A Gestalt therapist may bring their own experience of anxiety or depression into the conversation, deshaming the client’s issues. Anxiety is understood as the interruption of the excitement of growth.
Gestalt Therapy focuses on the whole field of experience of an individual, and their collective backdrop. It deals with experiences that are in awareness, and others that are disembodied but still held in their body as tension.
Attention is given to understanding the anxiety, how it arrived, what was the adjustment made in the person’s life to cause this adaptation, what has been taken away or given, and how it is felt in the body.
Some clients are lost in their narrative, so anxiety is processed by being in the Here and Now - walking back from being stuck in past experiences, and tuning into how we feel in the present moment.
The breath is employed to help regulate overwhelming feelings, and increase calm.
Clients autonomy is enlicited to break free from the circuit of patterns. This involves identifying patterns, observing how one becomes enmeshed, and then helping clients slowly own the part they play in continuing the circuit, finding a safe space for to ‘exit’.
The aware mind is awake, no longer asleep, and ready for action; or rather, compelled to act for its own benefit.
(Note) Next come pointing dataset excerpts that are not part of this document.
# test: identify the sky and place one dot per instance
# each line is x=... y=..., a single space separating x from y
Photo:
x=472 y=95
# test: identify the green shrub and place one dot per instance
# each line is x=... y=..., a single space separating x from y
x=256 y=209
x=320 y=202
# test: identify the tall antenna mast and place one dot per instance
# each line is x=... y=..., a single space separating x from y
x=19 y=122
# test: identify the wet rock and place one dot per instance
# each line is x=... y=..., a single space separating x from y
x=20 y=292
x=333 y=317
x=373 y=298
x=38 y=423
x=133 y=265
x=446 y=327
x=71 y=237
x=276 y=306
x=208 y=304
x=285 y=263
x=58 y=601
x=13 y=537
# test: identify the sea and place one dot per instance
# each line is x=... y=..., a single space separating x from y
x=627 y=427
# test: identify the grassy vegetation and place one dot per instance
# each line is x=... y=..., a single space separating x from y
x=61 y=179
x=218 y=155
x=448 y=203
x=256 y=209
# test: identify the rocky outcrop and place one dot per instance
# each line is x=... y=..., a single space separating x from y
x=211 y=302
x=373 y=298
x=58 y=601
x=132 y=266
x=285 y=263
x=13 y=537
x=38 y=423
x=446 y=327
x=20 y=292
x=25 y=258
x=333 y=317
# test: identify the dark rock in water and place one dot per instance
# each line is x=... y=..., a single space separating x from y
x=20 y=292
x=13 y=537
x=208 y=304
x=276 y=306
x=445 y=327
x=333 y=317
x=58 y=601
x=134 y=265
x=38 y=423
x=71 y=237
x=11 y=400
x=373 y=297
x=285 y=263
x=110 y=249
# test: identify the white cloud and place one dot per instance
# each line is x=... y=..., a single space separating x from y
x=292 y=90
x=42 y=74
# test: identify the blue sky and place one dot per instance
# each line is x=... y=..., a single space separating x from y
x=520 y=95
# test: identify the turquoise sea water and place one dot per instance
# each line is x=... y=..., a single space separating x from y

The awareness of our issues, real limitations, life circumstances, and all the fixed unchangeable entities helps us to move from immobility towards activity. The driving force for this activity is a sense of agency that is created by feeling emboldened by one’s own choices, and thu experiencing autonomy.
Gestalt helps clients recognise what can and cannot be changed, with space for acceptance, and scope for foraging ahead to make new choices; the relationship with the environment moves from social support to self support.
Clients are helped to build their own toolbox of coping responses. With this repertoire, they can exercise a range of psychological techniques including caution, restraint and abundance, as needed; this is the the process of learning to work with ‘what is’.